Guatemala posee una característica que en el istmo la hace especial. La mitad de su población es indígena y la mitad de ésta vive en extrema pobreza. Estas cifras convierten a esta nación en es uno de los países con mayores índices de desigualdad en el mundo.
Debido al racismo extremo que aún pervive en Guatemala, personas pertenecientes a las etnias indígenas han sido marginadas durante siglos y privadas de toda posibilidad de mejora de su condición social, cultural o económica. La extrema desigualdad en la que han sido colocadas dentro de la sociedad, les ha hecho perder, ante el grupo dominante, no sólo su dignidad, sino también su calidad de seres humanos.
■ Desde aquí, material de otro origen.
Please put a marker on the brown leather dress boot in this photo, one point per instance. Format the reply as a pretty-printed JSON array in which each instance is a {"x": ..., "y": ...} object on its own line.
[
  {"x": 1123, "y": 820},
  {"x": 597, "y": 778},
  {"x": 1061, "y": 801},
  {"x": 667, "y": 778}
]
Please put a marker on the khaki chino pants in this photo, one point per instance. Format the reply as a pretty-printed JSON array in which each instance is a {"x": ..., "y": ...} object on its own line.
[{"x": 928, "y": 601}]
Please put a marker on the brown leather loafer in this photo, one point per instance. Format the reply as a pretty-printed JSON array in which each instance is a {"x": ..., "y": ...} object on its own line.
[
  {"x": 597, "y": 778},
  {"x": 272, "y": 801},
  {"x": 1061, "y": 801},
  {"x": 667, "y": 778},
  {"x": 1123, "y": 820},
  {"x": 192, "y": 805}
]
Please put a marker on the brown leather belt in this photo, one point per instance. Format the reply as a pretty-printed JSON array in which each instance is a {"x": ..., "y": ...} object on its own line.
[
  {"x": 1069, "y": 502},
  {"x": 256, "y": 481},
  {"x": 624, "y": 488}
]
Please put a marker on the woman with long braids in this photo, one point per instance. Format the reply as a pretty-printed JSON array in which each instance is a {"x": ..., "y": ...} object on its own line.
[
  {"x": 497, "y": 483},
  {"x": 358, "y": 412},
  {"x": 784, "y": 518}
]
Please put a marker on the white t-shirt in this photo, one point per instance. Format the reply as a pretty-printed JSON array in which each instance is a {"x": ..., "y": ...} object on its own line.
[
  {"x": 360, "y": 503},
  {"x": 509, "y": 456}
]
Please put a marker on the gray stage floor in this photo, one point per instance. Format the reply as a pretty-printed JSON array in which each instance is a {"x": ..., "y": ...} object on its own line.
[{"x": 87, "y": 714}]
¿Qué hace pues que una sociedad no logre empatizar con el dolor de otro ser humano?
La respuesta es simple, aunque dolorosa: el que dicho ser humano no sea considerado tal y que, por lo mismo, su dolor no nos impresione.
Guatemala pues, no está dividida sólo en cuanto a opiniones, sino también en cuanto a visión, nación y valores humanos. La existencia de intereses extremadamente contrapuestos, como pueden ser los de los indígenas y las clases dominantes del país, hace imposible que ésta sea una nación y que su gente goce de igualdad de condiciones y derechos.
El juico Ríos Montt, aunque importante, no ha logrado evidenciar la verdadera tragedia guatemalteca, que por imposible que parezca, va más allá de los espantosos hechos narrados por las víctimas del genocidio. La verdadera tragedia consiste en la existencia de dos Guatemalas: la de los ladinos y la de los indígenas a quienes, durante siglos, se les cortó la voz y hoy la alzan incomodando a aquellos que aún quieren creer que Guatemala es “el país de la eterna primavera”.